The project aims to investigate the factors that determine the low percentage of professional advancement for women in science. The research is conducted at two universities: Adam Mickiewicz University (AMU) (Poland) and Yuriy Fedkovych Chernivtsi National University (Ukraine). The research covers the careers of women in mathematics, computer science and physics. The research covers several elements: gender stereotypes, various forms of “glass ceiling”, work-life balance and the relationship between women’s careers in science and scientists' awareness of gender determinants of professional advancement. These factors are already largely well researched. The least studied factor is subtle, little-noticed "symbolic violence". The team also highlights this phenomenon in this project. The group under comparison are scientists from the same faculties at Yuriy Fedkovych Chernivtsi National University. The comparative analysis will determine whether the career path of women in science is similar or different depending on other cultural, political and pro-feminist factors.

Such sociological methods as statistic data analyses and interview will be used for the project implementation. Interviews will be conducted with both men and women to identify possible similarities and/or differences in perceptions of scientific career determinants. The main accent of this project falls on symbolic violence (Pierre Bourdier, La Domination masculine, Paris, Seuil 1998) and neuroscience (Cordelia Fine, Delusions of Gender: How Our Minds, Society, and Neurosexism Create Difference, W.W.Norton & Company, Inc. New York 2010). We believe that these areas are "related - conditional". The project team wants to check it in this project.

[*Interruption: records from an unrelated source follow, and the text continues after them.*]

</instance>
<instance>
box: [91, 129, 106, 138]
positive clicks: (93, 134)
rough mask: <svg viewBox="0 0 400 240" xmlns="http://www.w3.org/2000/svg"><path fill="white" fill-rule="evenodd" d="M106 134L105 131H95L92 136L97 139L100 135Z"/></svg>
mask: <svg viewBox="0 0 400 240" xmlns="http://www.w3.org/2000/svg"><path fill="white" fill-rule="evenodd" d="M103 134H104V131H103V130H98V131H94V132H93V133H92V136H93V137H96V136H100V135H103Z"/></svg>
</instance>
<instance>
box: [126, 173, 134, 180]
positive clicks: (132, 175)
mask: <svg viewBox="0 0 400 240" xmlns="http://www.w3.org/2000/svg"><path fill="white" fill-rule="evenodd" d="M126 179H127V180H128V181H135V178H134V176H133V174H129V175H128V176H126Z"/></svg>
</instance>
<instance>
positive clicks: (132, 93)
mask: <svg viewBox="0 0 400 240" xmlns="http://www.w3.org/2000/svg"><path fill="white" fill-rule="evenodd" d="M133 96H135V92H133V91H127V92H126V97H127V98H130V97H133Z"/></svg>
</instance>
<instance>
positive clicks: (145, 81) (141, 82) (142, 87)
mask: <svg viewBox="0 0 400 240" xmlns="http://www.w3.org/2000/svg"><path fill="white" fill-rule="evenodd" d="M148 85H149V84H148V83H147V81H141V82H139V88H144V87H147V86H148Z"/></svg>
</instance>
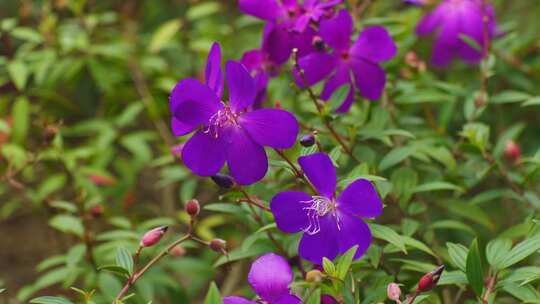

A significant part of the project is devoted to the presentation of research results to the academic staff of AMU and CHNU. Our experience at AMU shows that projects that end up with recommendations to the university authorities (rector, deans, department heads) are more productive and more likely to implement the objectives than those that carry out only the scientific part. At AMU, the project team made such recommendations to the feminist community at the University in 2018 and 2019. A large part of these recommendations has been accepted and introduced to university life ( We hope that the outcomes of this project can also contribute to improving the work of women in universities.